Invariant Manifolds and Complex Behavior in Nonlinear Physical Systems

非线性物理系统中的不变流形和复杂行为

• 批准号: 9800922
• 负责人: George Haller
• 金额: $ 10.5万
• 依托单位: Brown University
• 依托单位国家: 美国
• 项目类别: Standard Grant
• 财政年份: 1998
• 资助国家: 美国
• 起止时间: 1998-06-15 至 2001-05-31
• 项目状态: 已结题
• 来源: https://www.nsf.gov/awardsearch/showAward?AWD_ID=9800922&HistoricalAwards=false
• 关键词: Invariant; Manifolds; Complex; Behavior; Nonlinear

In nonlinear evolutionary problems of physics, one is typically concerned with the analysis of observable dynamical behavior, which impacts large classes of initial states. Dynamical systems theory offers a powerful geometric tool, invariant manifolds, to tackle such problems. Invariant manifolds are capable of acting as organizing structures in the phase space of a system, as well as creating complex or chaotic behavior for sizable sets of initial conditions. Examples of these phenomena include chaotic mixing, fast energy transfer, and diffusion in finite dimensional systems, and jumping behavior and pulse generation in evolution equations. This proposal suggests novel extensions and new applications of invariant manifold theory in an array of areas, ranging from difficult open questions of applied analysis to concrete problems in laser optics, oceanography, and atmospheric science.Most phenomena in nature are dynamic in nature, i.e., one observes them change in time. Such phenomena include ocean currents, atmospheric events, and the motion of planets. The mathematical discipline that deals with the description of these time-varying phenomena is called dynamical systems theory. The main concern of this theory is to understand the evolution of the studied phenomenon in terms of mathematical formulas and predict its future for long times. This theory has already showed its power in several applications, but has not been mature enough to deal with large-scale physical processes. This proposal suggests the development of several new tools in order to make dynamical systems theory applicable to highly important problems of laser optics, oceanography and atmospheric science. For example, one of the suggested directions of research is aimed at the analysis and prediction of the motion of large eddies in the ocean. Another aspect of the proposed work will provide scientifically solid estimates for the rate of ozone depletion near the Antarctic polar vortex.
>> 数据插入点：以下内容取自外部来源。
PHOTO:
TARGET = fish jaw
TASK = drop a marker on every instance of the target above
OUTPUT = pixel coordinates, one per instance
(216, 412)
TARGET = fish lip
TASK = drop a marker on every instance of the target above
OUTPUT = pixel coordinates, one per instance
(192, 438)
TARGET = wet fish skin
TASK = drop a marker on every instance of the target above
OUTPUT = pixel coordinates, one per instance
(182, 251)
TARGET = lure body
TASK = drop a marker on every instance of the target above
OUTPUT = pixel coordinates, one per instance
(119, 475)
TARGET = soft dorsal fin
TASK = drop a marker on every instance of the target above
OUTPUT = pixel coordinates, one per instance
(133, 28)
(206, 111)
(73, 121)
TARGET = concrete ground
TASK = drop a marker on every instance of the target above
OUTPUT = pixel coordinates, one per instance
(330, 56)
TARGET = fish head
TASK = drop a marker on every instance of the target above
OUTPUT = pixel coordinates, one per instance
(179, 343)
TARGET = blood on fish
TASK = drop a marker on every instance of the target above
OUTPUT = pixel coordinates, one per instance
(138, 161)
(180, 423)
在物理学的非线性演化问题中，人们通常关注可观察的动力学行为的分析，这影响了大量的初始状态。动力系统理论提供了一个强大的几何工具，不变流形，来解决这些问题。不变流形能够在系统的相空间中充当组织结构，以及在相当大的初始条件下创建复杂或混沌行为。这些现象的例子包括有限维系统中的混沌混合、快速能量传递和扩散，以及演化方程中的跳跃行为和脉冲产生。这一建议提出了新的扩展和新的应用不变流形理论在一系列领域，从困难的开放问题的应用分析，以具体的问题，在激光光学，海洋学和大气科学。大多数现象在性质上是动态的，即，人们观察到它们随时间而变化。这些现象包括洋流、大气事件和行星的运动。描述这些时变现象的数学学科称为动力系统理论。该理论的主要关注点是用数学公式来理解所研究现象的演变，并预测其未来很长一段时间。这个理论已经在几个应用中显示了它的力量，但还不够成熟，无法处理大规模的物理过程。该建议建议开发几种新的工具，以便使动力系统理论适用于激光光学、海洋学和大气科学等非常重要的问题。例如，建议的研究方向之一是分析和预测海洋中大涡旋的运动。拟议工作的另一个方面将提供南极极涡附近臭氧消耗速率的科学可靠估计。